October 24, 2014

Afghan villagers massacred by more than one US soldier

By Sajad - Mon Nov 12 2012, 7:44 pm

A shooting rampage in March that left 16 Afghans dead in two villages was the work of more than one person, an Afghan police investigator testified on Sunday, contradicting the U.S. government’s account.

The defense witness said the extent of the carnage, wrought overnight in two villages near a US army base in March, was too great for it to be the work of only Sergeant Robert Bales, facing a possible court martial.

Afghan Uniform Police . who searched the scene of the killings the next morning quoted by AFP said, “One person cannot do this work. One person doesn’t have the courage to go from one village to another in the night.”

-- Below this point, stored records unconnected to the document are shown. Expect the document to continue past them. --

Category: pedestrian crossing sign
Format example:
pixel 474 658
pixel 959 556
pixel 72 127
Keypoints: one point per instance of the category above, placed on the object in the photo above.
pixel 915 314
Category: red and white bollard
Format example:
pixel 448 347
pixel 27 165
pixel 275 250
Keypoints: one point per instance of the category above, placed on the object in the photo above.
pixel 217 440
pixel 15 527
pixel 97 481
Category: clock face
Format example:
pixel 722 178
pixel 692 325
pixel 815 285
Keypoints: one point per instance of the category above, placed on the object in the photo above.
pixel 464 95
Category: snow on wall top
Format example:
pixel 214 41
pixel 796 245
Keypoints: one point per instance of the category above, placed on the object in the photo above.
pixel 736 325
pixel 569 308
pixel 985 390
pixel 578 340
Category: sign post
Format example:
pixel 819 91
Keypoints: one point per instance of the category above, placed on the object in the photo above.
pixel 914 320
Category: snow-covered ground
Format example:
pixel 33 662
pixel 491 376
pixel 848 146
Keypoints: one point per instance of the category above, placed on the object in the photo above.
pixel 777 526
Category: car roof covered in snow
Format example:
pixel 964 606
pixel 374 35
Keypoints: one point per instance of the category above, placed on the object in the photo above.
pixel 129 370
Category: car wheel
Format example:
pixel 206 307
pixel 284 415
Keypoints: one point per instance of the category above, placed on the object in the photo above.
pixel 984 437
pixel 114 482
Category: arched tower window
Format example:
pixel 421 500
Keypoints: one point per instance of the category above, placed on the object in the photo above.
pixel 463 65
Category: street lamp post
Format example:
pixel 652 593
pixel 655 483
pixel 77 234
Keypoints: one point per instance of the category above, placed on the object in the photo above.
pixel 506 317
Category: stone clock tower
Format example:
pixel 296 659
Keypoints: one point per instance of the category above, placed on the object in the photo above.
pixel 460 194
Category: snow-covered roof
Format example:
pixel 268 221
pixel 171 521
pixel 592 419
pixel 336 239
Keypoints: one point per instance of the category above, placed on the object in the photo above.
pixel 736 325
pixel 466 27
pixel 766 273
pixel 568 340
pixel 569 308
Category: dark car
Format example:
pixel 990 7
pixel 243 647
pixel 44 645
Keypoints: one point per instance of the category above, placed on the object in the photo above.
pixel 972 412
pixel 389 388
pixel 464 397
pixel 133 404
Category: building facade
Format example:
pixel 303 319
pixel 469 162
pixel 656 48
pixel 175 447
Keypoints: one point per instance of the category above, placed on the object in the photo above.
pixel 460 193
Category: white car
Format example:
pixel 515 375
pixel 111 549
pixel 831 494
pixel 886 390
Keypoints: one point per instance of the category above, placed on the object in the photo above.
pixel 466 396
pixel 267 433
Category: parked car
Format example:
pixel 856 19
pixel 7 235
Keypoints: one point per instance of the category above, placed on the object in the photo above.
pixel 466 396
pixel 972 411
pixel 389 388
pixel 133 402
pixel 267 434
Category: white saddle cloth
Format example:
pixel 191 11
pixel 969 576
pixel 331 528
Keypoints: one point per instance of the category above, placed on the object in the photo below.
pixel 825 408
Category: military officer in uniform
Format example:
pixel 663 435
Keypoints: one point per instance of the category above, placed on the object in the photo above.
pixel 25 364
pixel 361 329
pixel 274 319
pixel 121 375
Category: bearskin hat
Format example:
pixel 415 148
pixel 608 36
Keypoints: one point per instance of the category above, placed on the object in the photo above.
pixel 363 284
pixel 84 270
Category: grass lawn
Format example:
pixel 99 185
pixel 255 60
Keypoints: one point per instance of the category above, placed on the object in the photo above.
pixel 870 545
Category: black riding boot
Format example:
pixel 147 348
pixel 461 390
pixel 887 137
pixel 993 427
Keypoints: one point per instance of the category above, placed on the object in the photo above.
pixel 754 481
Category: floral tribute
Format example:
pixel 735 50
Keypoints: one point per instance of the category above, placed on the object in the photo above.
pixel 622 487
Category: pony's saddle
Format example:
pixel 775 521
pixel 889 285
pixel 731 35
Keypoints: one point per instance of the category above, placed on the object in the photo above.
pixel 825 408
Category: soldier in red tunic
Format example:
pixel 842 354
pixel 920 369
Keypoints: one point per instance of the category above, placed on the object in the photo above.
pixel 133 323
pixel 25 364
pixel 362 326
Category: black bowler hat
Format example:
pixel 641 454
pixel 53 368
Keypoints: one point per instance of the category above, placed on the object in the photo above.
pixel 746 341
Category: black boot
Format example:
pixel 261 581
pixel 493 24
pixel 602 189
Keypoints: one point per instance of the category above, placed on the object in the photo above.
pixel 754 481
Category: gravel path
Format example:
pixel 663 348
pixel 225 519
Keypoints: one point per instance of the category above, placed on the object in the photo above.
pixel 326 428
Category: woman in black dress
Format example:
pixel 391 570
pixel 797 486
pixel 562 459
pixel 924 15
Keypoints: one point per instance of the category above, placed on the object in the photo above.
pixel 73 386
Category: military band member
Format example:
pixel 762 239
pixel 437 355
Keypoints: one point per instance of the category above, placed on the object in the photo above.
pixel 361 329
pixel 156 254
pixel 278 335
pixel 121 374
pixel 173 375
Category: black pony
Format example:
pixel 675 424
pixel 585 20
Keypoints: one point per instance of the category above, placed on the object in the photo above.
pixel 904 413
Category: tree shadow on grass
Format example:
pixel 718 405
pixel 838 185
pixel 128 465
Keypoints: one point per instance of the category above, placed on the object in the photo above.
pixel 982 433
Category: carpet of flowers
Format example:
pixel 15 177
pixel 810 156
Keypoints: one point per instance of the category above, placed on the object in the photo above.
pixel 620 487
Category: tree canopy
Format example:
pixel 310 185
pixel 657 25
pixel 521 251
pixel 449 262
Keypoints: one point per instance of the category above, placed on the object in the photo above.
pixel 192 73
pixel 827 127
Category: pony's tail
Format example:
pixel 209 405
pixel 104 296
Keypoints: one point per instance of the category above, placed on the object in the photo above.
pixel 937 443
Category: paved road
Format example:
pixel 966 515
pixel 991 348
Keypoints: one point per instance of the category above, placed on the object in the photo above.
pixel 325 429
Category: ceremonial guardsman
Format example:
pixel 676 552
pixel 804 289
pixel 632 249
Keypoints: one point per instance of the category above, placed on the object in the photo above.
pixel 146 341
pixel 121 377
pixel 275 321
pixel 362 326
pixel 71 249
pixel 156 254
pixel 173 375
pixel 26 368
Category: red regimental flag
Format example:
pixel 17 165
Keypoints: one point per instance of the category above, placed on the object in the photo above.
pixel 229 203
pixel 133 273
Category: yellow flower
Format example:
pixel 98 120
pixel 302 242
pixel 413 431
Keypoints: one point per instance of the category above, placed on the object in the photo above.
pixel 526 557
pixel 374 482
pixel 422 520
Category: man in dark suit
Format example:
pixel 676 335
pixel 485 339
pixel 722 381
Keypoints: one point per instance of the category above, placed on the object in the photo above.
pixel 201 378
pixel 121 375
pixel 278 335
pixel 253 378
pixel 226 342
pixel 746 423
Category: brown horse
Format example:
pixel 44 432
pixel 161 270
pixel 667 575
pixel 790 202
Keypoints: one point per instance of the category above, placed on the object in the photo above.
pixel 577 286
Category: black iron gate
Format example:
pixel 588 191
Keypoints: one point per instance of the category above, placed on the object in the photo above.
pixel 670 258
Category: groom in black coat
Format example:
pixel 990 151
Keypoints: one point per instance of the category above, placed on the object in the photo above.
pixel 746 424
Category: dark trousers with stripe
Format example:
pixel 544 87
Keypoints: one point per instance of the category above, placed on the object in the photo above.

However the government believes Bales was solely responsible for the deaths, and survivors have testified to seeing only a single soldier. But several indirect accounts have suggested that more than one U.S. soldier was involved.

Bales is accused of killing 16 civilians, including nine children, in a March 11 attack. The hearing will help determine whether he faces a court-martial.

In the meantime on Saturday, a U.S. investigator told the hearing that the wife of one of the victims told her during questioning in June that she saw more than one soldier on the night in question.

Army criminal investigator Leona Mansapit quoted by Reuters said the wife of Mohamed Dawood, who was killed in the village of Najiban, recalled a gunman entering the couple’s room shouting about the Taliban, while another man, a U.S. soldier, stood at the door.

This woman was persuaded by male family members not to testify to the hearing, an Army source, who asked not to be named, said on Sunday.

In three nighttime sessions of the hearing, children as young as 7 described the massacre that took the lives of their parents and friends. Bales watched the video testimony by live video link.

“I saw the person who killed my brother sitting there, head down with guilt,” Haji Mullah Baraan said Monday in an interview with The Associated Press. “He didn’t look up toward the camera.”

Bales faces 16 counts of premeditated murder and six counts of attempted murder. The preliminary hearing, which began Nov. 5 and is scheduled to end with closing arguments Tuesday, will help determine whether he faces a court-martial. He could face the death penalty if convicted.